The foam was a little runny but stuck on the car well. Did the whole car in one go, didn't need to respray the car. And just used a bucket to wash out the mitt between panels. Was very slick and what little dirt was left cane off a treat.










I was curious about the dosage and how it might affect the remaining LSP. I used half the 1L of the foam gun. So 50ml of shampoo for the whole car. Dosage for this particular shampoo was 30-40ml for a 20L bucket. So I don't think I have much to worry about. And to be fair, Polar Wash is advertised as having an effect on LSPs with repeated use, so I suspect it might not be PH neutral. It also need a much higher dosage with a 50:50 mix in the lance. So I'd be using about 250ml of Polar Wash compared to 50ml of a high foaming shampoo.

*DIY Polar Seal*

My protection was holding out pretty well, but was starting to fail in the lower panels.
For the diy polar seal experiment, I used EZ Car Care's InstaGloss. Used 100ml topped to 500ml in the lance.
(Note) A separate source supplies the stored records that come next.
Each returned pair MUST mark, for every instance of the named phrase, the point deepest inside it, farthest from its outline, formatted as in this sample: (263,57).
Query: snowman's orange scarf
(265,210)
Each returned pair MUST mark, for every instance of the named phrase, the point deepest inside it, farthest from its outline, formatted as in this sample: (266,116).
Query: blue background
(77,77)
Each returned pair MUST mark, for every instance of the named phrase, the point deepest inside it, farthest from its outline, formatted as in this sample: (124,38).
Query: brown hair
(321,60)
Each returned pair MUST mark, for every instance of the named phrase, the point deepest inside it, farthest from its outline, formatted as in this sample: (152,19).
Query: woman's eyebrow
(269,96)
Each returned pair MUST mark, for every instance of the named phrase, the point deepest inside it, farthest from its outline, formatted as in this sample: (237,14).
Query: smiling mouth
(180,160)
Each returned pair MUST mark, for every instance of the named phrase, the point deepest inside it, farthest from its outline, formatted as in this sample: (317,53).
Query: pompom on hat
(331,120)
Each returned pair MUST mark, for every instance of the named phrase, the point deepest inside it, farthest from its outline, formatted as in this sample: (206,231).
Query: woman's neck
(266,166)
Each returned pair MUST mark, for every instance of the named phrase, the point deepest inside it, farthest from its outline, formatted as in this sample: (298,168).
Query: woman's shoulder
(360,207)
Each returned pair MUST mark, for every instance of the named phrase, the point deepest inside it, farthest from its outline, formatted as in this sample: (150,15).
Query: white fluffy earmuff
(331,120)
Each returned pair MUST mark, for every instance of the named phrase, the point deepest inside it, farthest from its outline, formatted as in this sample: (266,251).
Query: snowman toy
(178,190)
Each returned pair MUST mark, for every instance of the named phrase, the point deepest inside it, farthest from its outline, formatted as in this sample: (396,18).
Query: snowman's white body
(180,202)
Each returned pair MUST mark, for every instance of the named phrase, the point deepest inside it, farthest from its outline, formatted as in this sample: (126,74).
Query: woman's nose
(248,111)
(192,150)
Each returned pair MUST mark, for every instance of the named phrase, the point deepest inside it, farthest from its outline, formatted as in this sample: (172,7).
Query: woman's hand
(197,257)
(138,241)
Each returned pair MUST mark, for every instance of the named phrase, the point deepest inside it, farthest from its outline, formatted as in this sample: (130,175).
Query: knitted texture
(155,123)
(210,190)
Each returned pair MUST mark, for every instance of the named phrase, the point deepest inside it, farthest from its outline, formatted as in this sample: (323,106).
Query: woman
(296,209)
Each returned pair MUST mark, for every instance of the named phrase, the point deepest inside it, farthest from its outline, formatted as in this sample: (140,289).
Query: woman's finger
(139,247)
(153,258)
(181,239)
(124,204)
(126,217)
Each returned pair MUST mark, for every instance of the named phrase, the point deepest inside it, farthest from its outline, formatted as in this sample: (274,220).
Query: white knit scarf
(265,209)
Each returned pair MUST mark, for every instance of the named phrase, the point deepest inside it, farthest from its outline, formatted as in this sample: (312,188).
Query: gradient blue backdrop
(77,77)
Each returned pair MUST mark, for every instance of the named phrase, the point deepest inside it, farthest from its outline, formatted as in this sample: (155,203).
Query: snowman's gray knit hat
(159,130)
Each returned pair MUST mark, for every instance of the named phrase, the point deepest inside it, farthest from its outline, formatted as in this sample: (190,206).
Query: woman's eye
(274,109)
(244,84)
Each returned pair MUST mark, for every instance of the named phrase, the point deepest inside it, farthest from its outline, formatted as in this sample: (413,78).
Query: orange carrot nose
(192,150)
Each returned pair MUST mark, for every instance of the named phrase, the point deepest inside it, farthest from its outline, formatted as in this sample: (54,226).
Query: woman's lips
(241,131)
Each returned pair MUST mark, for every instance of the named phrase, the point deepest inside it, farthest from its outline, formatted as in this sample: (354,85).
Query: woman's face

Sprayed on and evenly distributed over the paint. It immediately started to bead and caused an interesting water effect. Instructions call to let it dwell, but not dry. So I packed up my bottles and buckets and then jet washed it off.









You might see the interesting beading pattern on the front fender, and that's before being PWd

I sheet water and it dried most of the car and it got it 80% dry.

*Conclusion*
While I probably didn't reevent the wheel here, I do see some appeal to the Polar Blast/Wash/Seal method. 
You hardly have to touch your car to both wash, protect and dry your car. 
I got 2 cars done in nearly half the time. Using the PW so much, especially for applying product, really speeds it up. 
It does get pretty annoying though to go back to the kitchen and wash out the lance, dose it correctly, and fill with hot water. But not having to use the 2BM makes it more convenient too.

Any questions, let me know.


----------



## WristyManchego (Sep 9, 2018)

Fairtony said:


> So all the news about AGs new products had me fascinated. It an interesting new concept. But not something that would necessarily be impossible to recreate with some of my favourite products.
> 
> So I conducted an experiment:
> 3 products on a really rather dirty and salty car.
> ...


Nice work experimenting for yourself. You've stumbled upon the 2LM, one component of a much better wash system.


----------



## Fairtony (Mar 12, 2018)

WristyManchego said:


> Nice work experimenting for yourself. You've stumbled upon the 2LM, one component of a much better wash system.


2LM? 2 lance method?

Sent from my iPhone using Tapatalk


----------



## WristyManchego (Sep 9, 2018)

Fairtony said:


> 2LM? 2 lance method?
> 
> Sent from my iPhone using Tapatalk


Right on.


----------



## GleemSpray (Jan 26, 2014)

I do sometimes put shampoo through a foam lance, then gently use a wash mitt to move the resulting short-lived foam around.

Did a post on here a few years back using turtle wax zip wax via a foam lance / wash mitt and it worked surprisingly well - certainly a little better than using Autoglym Pressure Wash via a foam lance.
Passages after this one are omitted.